Today, the 2013 Food Sovereignty Prize is being awarded to the Group of 4 and the Dessalines Brigade/La Via Campesina. Their work exemplifies the power of family farmers who are ensuring food and nutrition security, protecting the environment, and improving livelihoods. We applaud their efforts and hope they inspire other farmers, eaters, businesses, and governments to make the food system more environmentally, economically, and socially just. And we urge the funding and donor communities to give them more attention, more research, and ultimately more investment to be replicated and scaled-up in developing and industrialized countries alike.
October 16th is World Food Day, an opportunity to celebrate the thousands of other farmers and groups working in fields, kitchens, schools, and laboratories around the world to improve food and nutrition security, increase incomes, raise yields, and protect biodiversity.
We’re also excited to participate in an event, Food, Land, and Small Planet Producers, on Thursday in Ames, Iowa to honor the work of women farmers. Oxfam America is coordinating the event and speakers include Frances Moore Lappe, Harriet Nakabaale, and Kijoolu Kaliya.
To celebrate the winners of Food Sovereignty Prize and World Food Day, Food Tank has chosen to recognize initiatives giving family farmers the support that they need to produce healthy crops that feed their communities.

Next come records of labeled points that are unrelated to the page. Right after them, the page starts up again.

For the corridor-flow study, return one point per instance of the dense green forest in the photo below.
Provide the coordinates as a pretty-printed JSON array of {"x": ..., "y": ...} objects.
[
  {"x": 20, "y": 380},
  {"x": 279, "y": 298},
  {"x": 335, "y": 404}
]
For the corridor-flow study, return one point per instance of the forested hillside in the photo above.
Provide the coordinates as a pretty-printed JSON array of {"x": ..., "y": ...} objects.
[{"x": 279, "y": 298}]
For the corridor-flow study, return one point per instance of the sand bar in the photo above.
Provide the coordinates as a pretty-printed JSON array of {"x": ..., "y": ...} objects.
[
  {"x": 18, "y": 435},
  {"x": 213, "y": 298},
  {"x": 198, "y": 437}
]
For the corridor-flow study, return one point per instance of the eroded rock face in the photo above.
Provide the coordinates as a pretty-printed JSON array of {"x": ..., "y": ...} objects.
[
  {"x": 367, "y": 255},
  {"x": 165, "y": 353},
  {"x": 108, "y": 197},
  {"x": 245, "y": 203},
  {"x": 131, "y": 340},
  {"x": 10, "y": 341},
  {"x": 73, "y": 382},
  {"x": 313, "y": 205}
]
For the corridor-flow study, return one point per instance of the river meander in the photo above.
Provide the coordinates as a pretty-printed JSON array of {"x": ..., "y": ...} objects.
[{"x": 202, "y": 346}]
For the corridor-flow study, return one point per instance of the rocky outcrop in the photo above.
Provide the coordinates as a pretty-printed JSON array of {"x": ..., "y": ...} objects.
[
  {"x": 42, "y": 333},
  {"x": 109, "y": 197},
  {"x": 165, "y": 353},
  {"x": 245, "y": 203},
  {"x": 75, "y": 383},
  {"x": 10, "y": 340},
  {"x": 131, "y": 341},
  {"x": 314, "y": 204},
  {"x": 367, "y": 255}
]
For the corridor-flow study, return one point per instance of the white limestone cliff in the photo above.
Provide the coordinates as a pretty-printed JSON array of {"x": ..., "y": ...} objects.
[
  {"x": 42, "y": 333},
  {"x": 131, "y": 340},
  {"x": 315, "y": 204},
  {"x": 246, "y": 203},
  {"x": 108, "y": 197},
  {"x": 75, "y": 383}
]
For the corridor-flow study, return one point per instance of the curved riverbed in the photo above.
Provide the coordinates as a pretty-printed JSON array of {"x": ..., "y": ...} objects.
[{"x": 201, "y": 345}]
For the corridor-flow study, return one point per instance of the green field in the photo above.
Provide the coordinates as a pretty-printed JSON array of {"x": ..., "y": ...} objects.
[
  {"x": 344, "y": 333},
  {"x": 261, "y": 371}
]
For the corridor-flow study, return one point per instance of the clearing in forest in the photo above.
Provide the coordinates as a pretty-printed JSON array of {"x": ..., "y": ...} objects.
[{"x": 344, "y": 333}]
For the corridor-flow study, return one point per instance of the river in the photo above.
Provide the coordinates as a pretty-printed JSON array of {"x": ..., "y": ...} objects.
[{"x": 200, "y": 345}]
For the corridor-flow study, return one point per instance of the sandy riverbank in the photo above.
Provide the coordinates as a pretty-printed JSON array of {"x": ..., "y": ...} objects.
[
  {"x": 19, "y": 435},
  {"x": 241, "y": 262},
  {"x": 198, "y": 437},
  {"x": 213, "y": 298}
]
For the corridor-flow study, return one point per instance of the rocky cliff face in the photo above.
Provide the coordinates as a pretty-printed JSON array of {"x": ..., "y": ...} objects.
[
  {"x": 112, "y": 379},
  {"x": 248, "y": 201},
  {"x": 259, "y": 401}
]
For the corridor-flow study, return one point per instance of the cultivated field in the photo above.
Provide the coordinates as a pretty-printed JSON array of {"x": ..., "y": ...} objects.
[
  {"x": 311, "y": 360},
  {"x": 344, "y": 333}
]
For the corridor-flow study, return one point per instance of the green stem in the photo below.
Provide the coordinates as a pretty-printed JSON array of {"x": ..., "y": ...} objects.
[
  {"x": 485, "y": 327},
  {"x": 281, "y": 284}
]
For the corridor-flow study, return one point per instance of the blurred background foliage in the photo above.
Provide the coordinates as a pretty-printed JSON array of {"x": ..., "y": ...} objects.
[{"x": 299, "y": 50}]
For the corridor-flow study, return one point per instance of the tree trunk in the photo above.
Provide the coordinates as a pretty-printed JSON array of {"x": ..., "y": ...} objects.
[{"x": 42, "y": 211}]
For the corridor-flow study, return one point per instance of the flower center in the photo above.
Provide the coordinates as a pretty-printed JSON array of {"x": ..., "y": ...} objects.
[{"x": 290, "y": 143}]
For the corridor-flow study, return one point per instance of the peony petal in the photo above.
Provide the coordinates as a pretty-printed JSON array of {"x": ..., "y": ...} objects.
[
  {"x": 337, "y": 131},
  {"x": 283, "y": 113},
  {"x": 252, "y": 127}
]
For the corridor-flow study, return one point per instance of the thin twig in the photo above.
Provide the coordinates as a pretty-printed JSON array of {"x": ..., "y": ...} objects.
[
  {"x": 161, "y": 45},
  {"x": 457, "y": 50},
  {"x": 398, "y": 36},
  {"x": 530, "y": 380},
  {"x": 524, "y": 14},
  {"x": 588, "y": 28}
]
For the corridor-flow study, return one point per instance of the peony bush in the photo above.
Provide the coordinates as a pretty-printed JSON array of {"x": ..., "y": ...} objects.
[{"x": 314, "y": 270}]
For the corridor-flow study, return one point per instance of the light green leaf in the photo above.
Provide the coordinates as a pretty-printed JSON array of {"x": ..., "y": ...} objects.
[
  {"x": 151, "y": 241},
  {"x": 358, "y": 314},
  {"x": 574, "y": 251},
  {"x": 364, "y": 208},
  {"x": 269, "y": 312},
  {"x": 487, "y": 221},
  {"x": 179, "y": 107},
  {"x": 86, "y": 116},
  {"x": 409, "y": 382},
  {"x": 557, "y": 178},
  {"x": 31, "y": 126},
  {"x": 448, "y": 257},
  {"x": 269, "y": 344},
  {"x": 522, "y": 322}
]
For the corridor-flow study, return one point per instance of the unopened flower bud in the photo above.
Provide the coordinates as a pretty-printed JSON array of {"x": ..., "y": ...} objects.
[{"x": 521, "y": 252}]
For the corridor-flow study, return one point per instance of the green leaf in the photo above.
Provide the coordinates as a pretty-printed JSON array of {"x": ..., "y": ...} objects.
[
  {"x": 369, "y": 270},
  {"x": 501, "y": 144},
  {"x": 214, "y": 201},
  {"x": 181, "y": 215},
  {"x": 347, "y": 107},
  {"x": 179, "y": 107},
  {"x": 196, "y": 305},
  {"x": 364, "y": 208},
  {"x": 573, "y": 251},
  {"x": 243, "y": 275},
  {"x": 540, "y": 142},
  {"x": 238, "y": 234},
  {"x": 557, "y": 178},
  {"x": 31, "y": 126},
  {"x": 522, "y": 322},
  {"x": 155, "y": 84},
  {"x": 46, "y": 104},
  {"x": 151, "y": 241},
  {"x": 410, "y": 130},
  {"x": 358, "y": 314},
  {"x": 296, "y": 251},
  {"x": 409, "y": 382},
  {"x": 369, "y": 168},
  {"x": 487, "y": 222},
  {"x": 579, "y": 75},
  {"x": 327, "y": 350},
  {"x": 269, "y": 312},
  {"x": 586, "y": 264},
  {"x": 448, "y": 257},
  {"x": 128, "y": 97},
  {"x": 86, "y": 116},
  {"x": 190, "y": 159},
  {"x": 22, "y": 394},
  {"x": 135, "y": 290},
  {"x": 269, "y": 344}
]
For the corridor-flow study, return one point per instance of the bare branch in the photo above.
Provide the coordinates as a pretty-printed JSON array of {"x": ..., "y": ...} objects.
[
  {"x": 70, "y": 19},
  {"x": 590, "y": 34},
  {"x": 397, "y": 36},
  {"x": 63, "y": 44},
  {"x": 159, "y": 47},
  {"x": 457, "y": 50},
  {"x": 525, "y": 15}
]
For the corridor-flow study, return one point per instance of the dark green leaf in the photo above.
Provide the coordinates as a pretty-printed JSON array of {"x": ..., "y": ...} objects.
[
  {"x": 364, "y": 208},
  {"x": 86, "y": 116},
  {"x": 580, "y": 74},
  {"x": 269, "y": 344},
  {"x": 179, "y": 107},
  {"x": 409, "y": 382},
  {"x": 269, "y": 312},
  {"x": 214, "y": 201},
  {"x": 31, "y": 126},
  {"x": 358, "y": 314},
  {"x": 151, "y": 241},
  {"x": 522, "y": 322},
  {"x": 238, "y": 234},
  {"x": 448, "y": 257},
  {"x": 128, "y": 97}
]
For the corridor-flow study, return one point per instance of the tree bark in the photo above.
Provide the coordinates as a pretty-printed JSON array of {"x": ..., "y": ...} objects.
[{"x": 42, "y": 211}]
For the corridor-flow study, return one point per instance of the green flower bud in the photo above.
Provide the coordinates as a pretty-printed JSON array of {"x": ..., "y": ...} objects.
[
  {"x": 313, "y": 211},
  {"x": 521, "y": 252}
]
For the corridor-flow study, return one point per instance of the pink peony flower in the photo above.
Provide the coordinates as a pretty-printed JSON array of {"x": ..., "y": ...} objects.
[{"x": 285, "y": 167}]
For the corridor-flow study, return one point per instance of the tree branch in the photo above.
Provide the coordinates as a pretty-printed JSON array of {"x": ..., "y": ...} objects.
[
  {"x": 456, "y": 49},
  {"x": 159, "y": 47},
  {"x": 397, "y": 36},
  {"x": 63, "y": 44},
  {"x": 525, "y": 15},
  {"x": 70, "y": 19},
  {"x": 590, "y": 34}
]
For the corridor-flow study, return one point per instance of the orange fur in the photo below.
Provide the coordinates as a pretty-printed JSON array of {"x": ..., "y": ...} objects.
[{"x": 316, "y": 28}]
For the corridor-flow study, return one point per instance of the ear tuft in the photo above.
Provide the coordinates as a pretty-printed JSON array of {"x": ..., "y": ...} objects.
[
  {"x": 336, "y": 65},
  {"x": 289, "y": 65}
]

These five initiatives are working to support farmers growing indigenous, nutrient-rich crops all over the world. It’s important that these efforts be scaled up on a global level to expand access to healthy produce, promote enviromentally sustainable farming practices, and preserve traditional diets.
1. The Indigenous Plants for Health and Wellness Program (IPHWP) was created by the Republic of the Philippines’ Bureau of Agricultural Research (BAR). The program studies Philippine environmental biodiversity, focusing on indigenous food crops to combat malnutrition. Throughout the research process, BAR collect species varieties in an effort to conserve the country’s rich plant varieties. With data, preservation, and research, BAR works toward building awareness of the importance of nutrient-rich indigenous plants, while creating new markets for local production.

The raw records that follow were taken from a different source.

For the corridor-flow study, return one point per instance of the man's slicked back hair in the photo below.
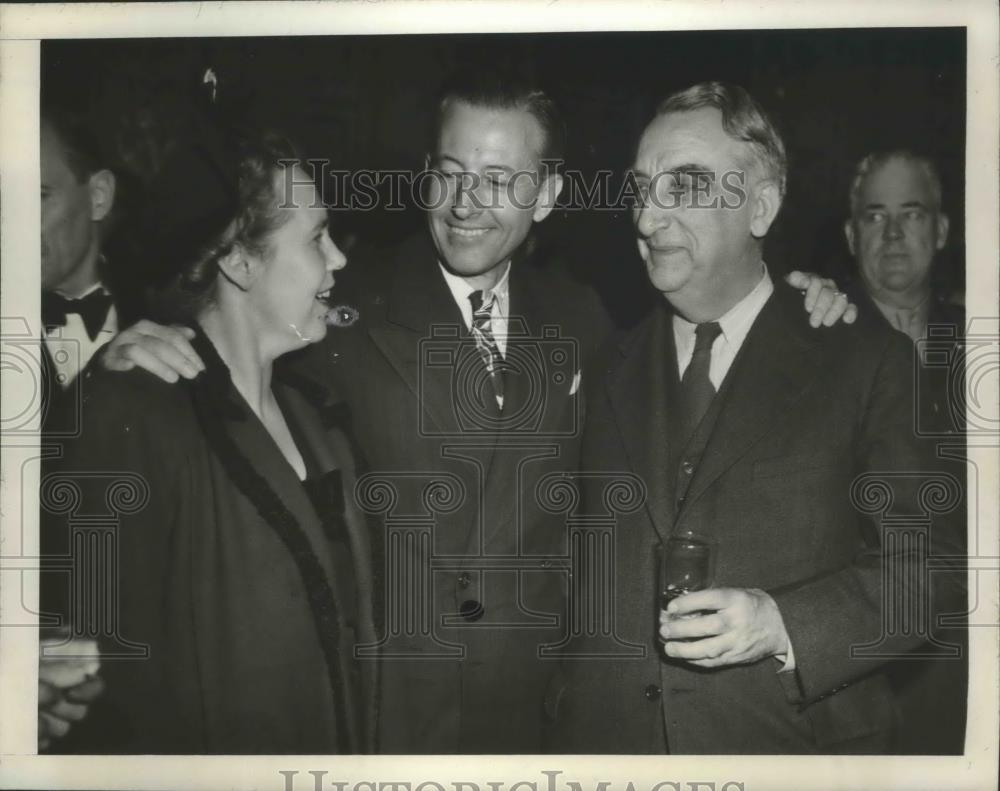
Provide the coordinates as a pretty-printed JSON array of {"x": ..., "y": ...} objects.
[{"x": 743, "y": 119}]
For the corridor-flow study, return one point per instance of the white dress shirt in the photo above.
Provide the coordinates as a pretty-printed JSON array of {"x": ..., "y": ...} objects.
[
  {"x": 735, "y": 324},
  {"x": 70, "y": 347},
  {"x": 460, "y": 290}
]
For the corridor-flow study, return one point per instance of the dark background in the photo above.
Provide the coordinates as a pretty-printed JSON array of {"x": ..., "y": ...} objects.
[{"x": 366, "y": 102}]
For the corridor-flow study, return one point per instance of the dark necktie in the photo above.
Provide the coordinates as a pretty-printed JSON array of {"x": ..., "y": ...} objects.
[
  {"x": 93, "y": 309},
  {"x": 697, "y": 389},
  {"x": 482, "y": 332}
]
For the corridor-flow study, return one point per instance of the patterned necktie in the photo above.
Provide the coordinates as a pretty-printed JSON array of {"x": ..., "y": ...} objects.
[
  {"x": 93, "y": 309},
  {"x": 482, "y": 332},
  {"x": 697, "y": 389}
]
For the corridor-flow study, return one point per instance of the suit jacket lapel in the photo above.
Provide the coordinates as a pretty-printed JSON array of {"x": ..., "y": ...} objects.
[
  {"x": 769, "y": 374},
  {"x": 419, "y": 305},
  {"x": 640, "y": 386}
]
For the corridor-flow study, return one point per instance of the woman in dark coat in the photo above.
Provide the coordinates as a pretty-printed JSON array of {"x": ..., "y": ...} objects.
[{"x": 242, "y": 563}]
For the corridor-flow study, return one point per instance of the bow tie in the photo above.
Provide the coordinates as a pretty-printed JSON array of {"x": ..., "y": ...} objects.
[{"x": 93, "y": 309}]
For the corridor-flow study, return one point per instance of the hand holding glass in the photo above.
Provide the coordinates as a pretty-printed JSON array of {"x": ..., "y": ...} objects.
[{"x": 686, "y": 564}]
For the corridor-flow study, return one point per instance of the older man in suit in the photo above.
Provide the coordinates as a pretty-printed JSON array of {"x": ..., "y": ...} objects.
[
  {"x": 752, "y": 433},
  {"x": 463, "y": 377},
  {"x": 896, "y": 232}
]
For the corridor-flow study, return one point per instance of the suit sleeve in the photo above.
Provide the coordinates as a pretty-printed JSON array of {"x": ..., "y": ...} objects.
[
  {"x": 113, "y": 501},
  {"x": 845, "y": 624}
]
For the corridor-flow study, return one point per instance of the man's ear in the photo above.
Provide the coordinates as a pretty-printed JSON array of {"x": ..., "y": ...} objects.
[
  {"x": 943, "y": 225},
  {"x": 101, "y": 185},
  {"x": 547, "y": 197},
  {"x": 767, "y": 201},
  {"x": 239, "y": 268},
  {"x": 849, "y": 236}
]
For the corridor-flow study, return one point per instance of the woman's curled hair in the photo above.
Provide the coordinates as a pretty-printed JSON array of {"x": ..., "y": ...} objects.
[{"x": 212, "y": 195}]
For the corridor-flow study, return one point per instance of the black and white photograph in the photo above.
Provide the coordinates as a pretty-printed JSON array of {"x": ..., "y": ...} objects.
[{"x": 497, "y": 396}]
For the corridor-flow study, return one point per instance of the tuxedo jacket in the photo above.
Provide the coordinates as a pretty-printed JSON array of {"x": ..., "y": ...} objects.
[
  {"x": 801, "y": 418},
  {"x": 236, "y": 602},
  {"x": 476, "y": 572},
  {"x": 933, "y": 692}
]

2. In Kenya, Mary Abukutsa-Onyango, professor of horticulture at the Jomo Kenyatta University of Agriculture and Technology (JKUAT), has helped farmers cultivate indigenous crops including amaranth, black nightshade, and Bambara nuts for consumption. Abukutsa-Onyango’s project also helps instruct farmers how to preserve these crops, once harvested, to help maintain maximum nutritional value.
3. Fundatia ADEPT is a biodiversity conservation organization in Romania helping local farmers use agroecological management practices to take care of their land, including cultivating indigenous species of plants and animals. Fundatia ADEPT works with individuals, communities, universities, and other governments to conserve agricultural ecosystems in the Transylvania region, and cultivate and protect more than 50 native species of edible plants.

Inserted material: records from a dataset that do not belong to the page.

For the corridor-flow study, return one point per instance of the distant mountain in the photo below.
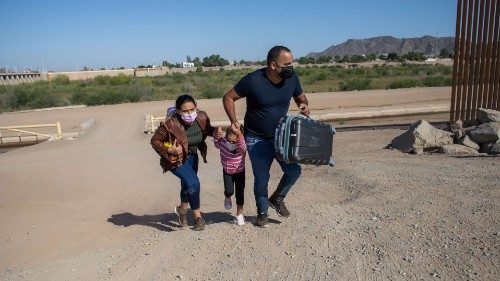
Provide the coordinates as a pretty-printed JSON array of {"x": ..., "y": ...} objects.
[{"x": 428, "y": 45}]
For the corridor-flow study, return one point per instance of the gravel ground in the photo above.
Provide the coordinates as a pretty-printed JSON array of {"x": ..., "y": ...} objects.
[{"x": 99, "y": 208}]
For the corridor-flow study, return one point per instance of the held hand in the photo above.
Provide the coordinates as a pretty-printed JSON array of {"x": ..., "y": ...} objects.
[
  {"x": 218, "y": 133},
  {"x": 236, "y": 130},
  {"x": 304, "y": 109},
  {"x": 236, "y": 124},
  {"x": 175, "y": 148}
]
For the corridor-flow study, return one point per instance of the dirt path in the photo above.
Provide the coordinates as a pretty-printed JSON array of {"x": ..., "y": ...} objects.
[{"x": 99, "y": 208}]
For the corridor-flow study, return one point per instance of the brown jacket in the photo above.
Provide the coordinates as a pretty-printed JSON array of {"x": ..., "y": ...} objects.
[{"x": 172, "y": 130}]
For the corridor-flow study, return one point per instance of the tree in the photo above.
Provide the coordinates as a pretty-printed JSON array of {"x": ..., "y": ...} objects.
[
  {"x": 392, "y": 56},
  {"x": 414, "y": 56},
  {"x": 214, "y": 60},
  {"x": 197, "y": 62},
  {"x": 371, "y": 57},
  {"x": 306, "y": 60},
  {"x": 444, "y": 53}
]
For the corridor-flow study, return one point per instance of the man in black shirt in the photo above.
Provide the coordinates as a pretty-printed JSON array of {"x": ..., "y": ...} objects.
[{"x": 268, "y": 92}]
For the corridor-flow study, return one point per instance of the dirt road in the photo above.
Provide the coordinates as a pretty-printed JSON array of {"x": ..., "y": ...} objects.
[{"x": 99, "y": 208}]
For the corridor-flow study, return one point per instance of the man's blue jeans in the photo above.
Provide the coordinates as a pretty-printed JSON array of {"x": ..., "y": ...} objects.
[
  {"x": 190, "y": 184},
  {"x": 261, "y": 153}
]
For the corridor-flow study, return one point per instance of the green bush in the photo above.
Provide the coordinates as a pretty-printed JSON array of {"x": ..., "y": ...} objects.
[
  {"x": 403, "y": 83},
  {"x": 102, "y": 79},
  {"x": 120, "y": 79},
  {"x": 61, "y": 79},
  {"x": 437, "y": 81},
  {"x": 355, "y": 84}
]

4. As an original founding farm of the Navajo Family Farms (NFF) project, the North Leupp Family Farm (NLFF) works to improve the health and well-being of native North American peoples through sustainable agriculture and indigenous foods. NLFF advocates for the cultural revitalization of the Diné community, focusing primarily on farming techniques and crop varieties native to central Arizona. NLFF also teaches community members, particularly youth, about the significance of native plants and crops in traditional culinary arts through educational programs.
5. The University of Canberra received a grant for nearly AU$800,000 (approximately US$780,000) from the Australian Centre for International Agricultural Research to study the practices of women smallholder vegetable farmers in Papua New Guinea. The purpose of the project is to provide education and resources to enable these farmers, whose vegetable cultivation is usually restricted to household use, to sell their crops commercially.